Abstracts


 

Tim Baker

Problems of TB management in London.

Effective TB management in London has been compromised by the failure to match increasing notifications with increases in nursing and medical resources.

The consequent need to prioritise activity has lead to compromises in services provision.  In one high prevalence borough nurses have had to abandon new entrant screening to focus on patient support and contact screening.  Consultant clinic appointments must also be  rationed in order to maintain a fast referral system for new patients.

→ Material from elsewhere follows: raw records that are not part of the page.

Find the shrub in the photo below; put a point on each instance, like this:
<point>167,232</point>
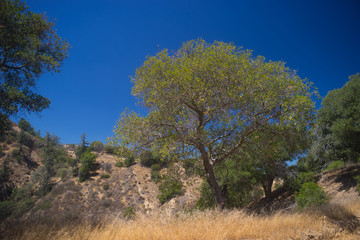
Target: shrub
<point>6,208</point>
<point>295,183</point>
<point>105,176</point>
<point>23,207</point>
<point>357,179</point>
<point>310,194</point>
<point>87,164</point>
<point>120,164</point>
<point>129,161</point>
<point>129,213</point>
<point>96,146</point>
<point>335,165</point>
<point>155,173</point>
<point>169,188</point>
<point>109,149</point>
<point>148,158</point>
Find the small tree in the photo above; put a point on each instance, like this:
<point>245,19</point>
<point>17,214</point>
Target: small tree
<point>96,146</point>
<point>206,101</point>
<point>87,162</point>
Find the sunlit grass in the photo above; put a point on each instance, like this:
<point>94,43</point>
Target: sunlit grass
<point>212,224</point>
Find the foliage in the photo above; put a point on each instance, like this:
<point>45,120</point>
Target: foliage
<point>237,180</point>
<point>25,139</point>
<point>310,194</point>
<point>155,173</point>
<point>337,130</point>
<point>103,176</point>
<point>129,213</point>
<point>97,146</point>
<point>119,164</point>
<point>206,101</point>
<point>5,171</point>
<point>148,158</point>
<point>357,179</point>
<point>335,165</point>
<point>29,47</point>
<point>87,164</point>
<point>109,149</point>
<point>26,126</point>
<point>170,187</point>
<point>6,209</point>
<point>294,183</point>
<point>23,206</point>
<point>129,161</point>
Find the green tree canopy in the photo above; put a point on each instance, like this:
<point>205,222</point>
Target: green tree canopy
<point>207,100</point>
<point>336,132</point>
<point>29,47</point>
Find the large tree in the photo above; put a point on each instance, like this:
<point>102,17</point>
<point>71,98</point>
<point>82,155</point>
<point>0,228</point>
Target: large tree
<point>207,100</point>
<point>29,47</point>
<point>336,132</point>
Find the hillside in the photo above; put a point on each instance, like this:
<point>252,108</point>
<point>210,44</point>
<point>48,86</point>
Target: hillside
<point>113,194</point>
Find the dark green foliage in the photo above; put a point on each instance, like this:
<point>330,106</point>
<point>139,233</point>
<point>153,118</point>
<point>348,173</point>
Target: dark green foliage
<point>310,194</point>
<point>87,164</point>
<point>97,146</point>
<point>26,126</point>
<point>294,183</point>
<point>357,179</point>
<point>25,139</point>
<point>337,130</point>
<point>23,206</point>
<point>5,171</point>
<point>335,165</point>
<point>149,158</point>
<point>129,213</point>
<point>129,161</point>
<point>109,149</point>
<point>120,164</point>
<point>29,47</point>
<point>155,172</point>
<point>238,182</point>
<point>104,176</point>
<point>170,187</point>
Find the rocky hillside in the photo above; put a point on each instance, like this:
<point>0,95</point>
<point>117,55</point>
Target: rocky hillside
<point>109,191</point>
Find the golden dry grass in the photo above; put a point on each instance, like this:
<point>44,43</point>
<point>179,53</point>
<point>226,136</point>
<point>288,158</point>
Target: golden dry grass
<point>212,224</point>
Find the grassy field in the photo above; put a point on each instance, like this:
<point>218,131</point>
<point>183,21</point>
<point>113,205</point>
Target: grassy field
<point>328,222</point>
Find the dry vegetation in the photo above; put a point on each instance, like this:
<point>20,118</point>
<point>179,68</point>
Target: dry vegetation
<point>328,222</point>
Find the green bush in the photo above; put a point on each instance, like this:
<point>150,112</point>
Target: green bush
<point>310,194</point>
<point>294,183</point>
<point>87,164</point>
<point>24,206</point>
<point>129,213</point>
<point>109,149</point>
<point>120,164</point>
<point>335,165</point>
<point>357,179</point>
<point>96,146</point>
<point>148,158</point>
<point>129,161</point>
<point>170,187</point>
<point>103,176</point>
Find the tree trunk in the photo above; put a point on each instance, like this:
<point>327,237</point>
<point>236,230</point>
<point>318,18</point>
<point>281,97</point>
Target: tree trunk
<point>267,185</point>
<point>210,177</point>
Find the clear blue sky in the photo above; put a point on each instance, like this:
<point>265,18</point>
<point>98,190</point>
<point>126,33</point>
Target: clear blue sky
<point>110,39</point>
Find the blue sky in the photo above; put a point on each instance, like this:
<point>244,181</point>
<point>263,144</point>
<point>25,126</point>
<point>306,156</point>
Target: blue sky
<point>110,39</point>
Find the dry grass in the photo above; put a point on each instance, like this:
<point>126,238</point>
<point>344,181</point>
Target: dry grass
<point>324,223</point>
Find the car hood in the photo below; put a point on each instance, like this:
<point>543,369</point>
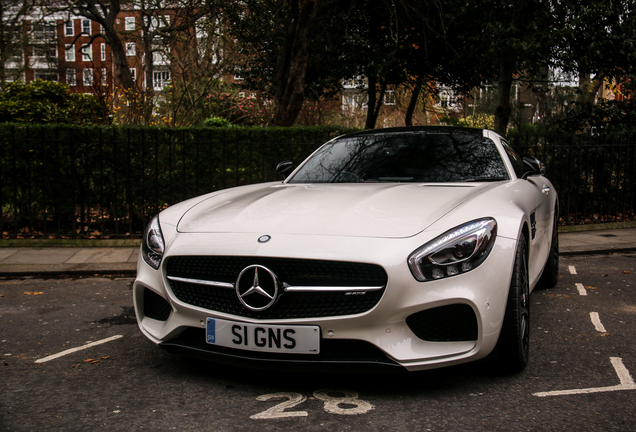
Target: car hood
<point>360,210</point>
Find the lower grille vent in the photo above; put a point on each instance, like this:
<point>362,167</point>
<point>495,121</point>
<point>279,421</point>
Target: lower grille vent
<point>155,306</point>
<point>453,323</point>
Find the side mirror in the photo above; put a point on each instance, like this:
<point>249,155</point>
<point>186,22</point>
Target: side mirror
<point>284,168</point>
<point>532,166</point>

Case management problems are further compounded by the socio-economic problems associated with patients living in inner city boroughs.

 

Robert N Davidson and Robert J Wilkinson

Vitamin D deficiency and Vitamin D receptor polymorphisms as risk factors
for TB among Gujarati Indians.
 

The notification rate of TB amongst Gujarati Asians in Harrowis as high as
809/100000 amongst those who arrived in the UK within the last 5 years;
this suggests that their is an acquired immunodeficiency associated with
immigration. In our study of 103 untreated Gujarati TB patients and 116
Gujarati household contacts, serum 25-hydroxycholecalciferol (25-OH Vit D)
was low in all subjects. Vit D deficiency was associated with active TB (OR
2.91, 95% CL 1.3-6.5, p= 0.008), and an undetectable 25-OH Vit D (< 7
nmol/l) level carried a higher risk (OR 9.88, 95% CL 1.3-76.2, p = 0.009).
Although there was no independent association between Vit D receptor
genotype and TB, the combination of genotype TT/Tt and 25-OH Vit D
deficiency was associated with disease (O.R 2.8, 95% C.L. 1.2-6.5) and the
presence of genotype ff or an undetectable 25-OH VitD level was strongly
associated with disease (O.R 5.1, 95% C.L. 1.4-18.4).
These findings indicate that Vitamin D deficiency may account for some of
the increased risk of TB in immigrants; if so, it would be easily
preventable.

 

 


Dr. John Moore-Gillon

TB in London

There are more cases of TB in London than any other European city.  Cases of TB in London have risen by over 80% in the past 15 years.  They now make up 40% of all cases of TB in England and Wales and 50% of drug-resistant cases.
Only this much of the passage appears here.